5. In the account settings, Advanced settings, change the server timeout time from 1 min to 5 min

6. Check if outgoing mail server authentication is required. Select that option in account settings and use same settings as incoming server

7. If no joy,create a new Outlook profile.
http://www.outlook-tips.net/howto/profile.htm


----------



## kuls

Hi,

I tried all the solutions given in various forums. 

My suggestions: Check out any plugins that you have installed which are related to Microsoft Office. Try uninstalling. 

In my case I had installed fax plugin due to which my mails were getting stucked in outbox without being actually sent to the recepients.

Thanks


----------



## ghandoff

A little late with this one but tried option #4 (from ASCOREDHAT) and that solved my problem of large outgoing mail being stuck in the outbox.


----------



## Done_Fishin

Norton 2003 was the strat of that little game .. sent everything to the sent items box without the mail actually having been sent .:grin:


----------



## Matt_1988

have any of you rescently installed a new firewall? mine was working fine and then i installed comodo and it all went wrong. If so i would revert back to the windows firewall that comes as standerd, i have a knoledge of networking but i couldnt succesfully configure the firewall.


----------



## tedkbrown

I am having this same problem. 
It has become such a problem, and so "unsolvable" that I am considering using on-line gmail only. 
People are not getting my emails and I am not receiving theirs. 
I've deleted the accounts and reentered information. Doesn't seem to help. 
Going to Microsoft is less than useless. They keep telling you to tweak e-mail options and change the setting to "send immediately" and so forth, like you hadn't or wouldn't have tried that already. 
Making it worse, it seems to be intermittent. 
Sometimes my emails are sent immediately, as they always had been before, and sometimes they are not. 
They just sit there. And opening them in the outbox and sending again doesn't help. There is no way I can figure out to send the message short of copying, going to the gmail page, pasting it into a new message and sending it that way. It is extremely aggravating. 
Any useful advise would sure be appreciated as I am about to abandon Outlook, along with me contacts and other records, altogether. 
thanks. 
ted k brown


----------



## padova12

Same problem: today in the morning all was working fine, now not anymore. 
Anyway in my case the problem is there only if you open the outbox before the mail has been sent.

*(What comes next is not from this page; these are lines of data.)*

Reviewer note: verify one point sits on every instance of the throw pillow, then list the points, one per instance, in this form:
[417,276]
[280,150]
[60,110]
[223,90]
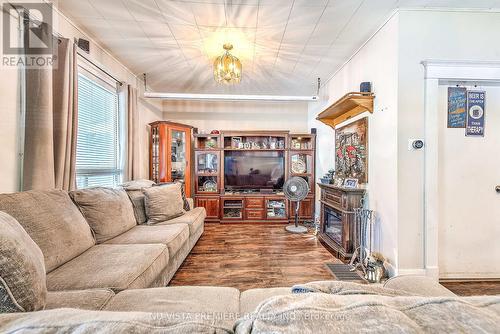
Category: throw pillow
[53,221]
[186,205]
[163,203]
[134,192]
[22,269]
[108,211]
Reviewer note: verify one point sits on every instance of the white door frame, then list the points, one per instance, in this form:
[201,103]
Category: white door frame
[435,71]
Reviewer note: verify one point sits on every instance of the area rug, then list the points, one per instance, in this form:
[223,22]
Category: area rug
[342,272]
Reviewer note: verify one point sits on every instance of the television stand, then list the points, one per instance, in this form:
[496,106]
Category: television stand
[260,206]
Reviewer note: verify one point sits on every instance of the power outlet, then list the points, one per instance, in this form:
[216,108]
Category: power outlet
[415,144]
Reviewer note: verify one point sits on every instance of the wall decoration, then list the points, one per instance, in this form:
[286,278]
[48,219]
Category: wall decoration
[351,151]
[351,183]
[235,142]
[457,104]
[475,113]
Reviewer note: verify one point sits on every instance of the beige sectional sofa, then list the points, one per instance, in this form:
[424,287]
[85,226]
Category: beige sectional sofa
[137,256]
[55,278]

It seems Outlook gets somehow confused if you open outbox before mail is sent.

If you do, there is nevertheless a way to let it go out: double-click the mail in the outbox (to open it) and then click "forward to". The To: fields are already filled (strange!) so you just need to click "send" and the mail is there in italics, ready to be sent. A copy of it (not in italics) remains in the group "Date:none". If you click "Send/receive all" your mail will be sent (but the copy not in italics will stay there and you need to delete it manually, but only after sending the other copy, otherwise also the new copy gets in the same group "Date:none")

Anybody can understand what generates this (something with preview or similar?)


----------



## Done_Fishin

Hey there guys , have you noticed that this is a really old ( 2007) thread .. Please start your own new threads ( there's a button at the top of the page saying NEW THREAD) explaining what your problems are and what you have done to try to correct it ( if anything) 

Thanks 

Closing this thread since it should have been closed way back. Tagging onto someone else's thread will only serve to confuse you & us .. thanks for your understanding


----------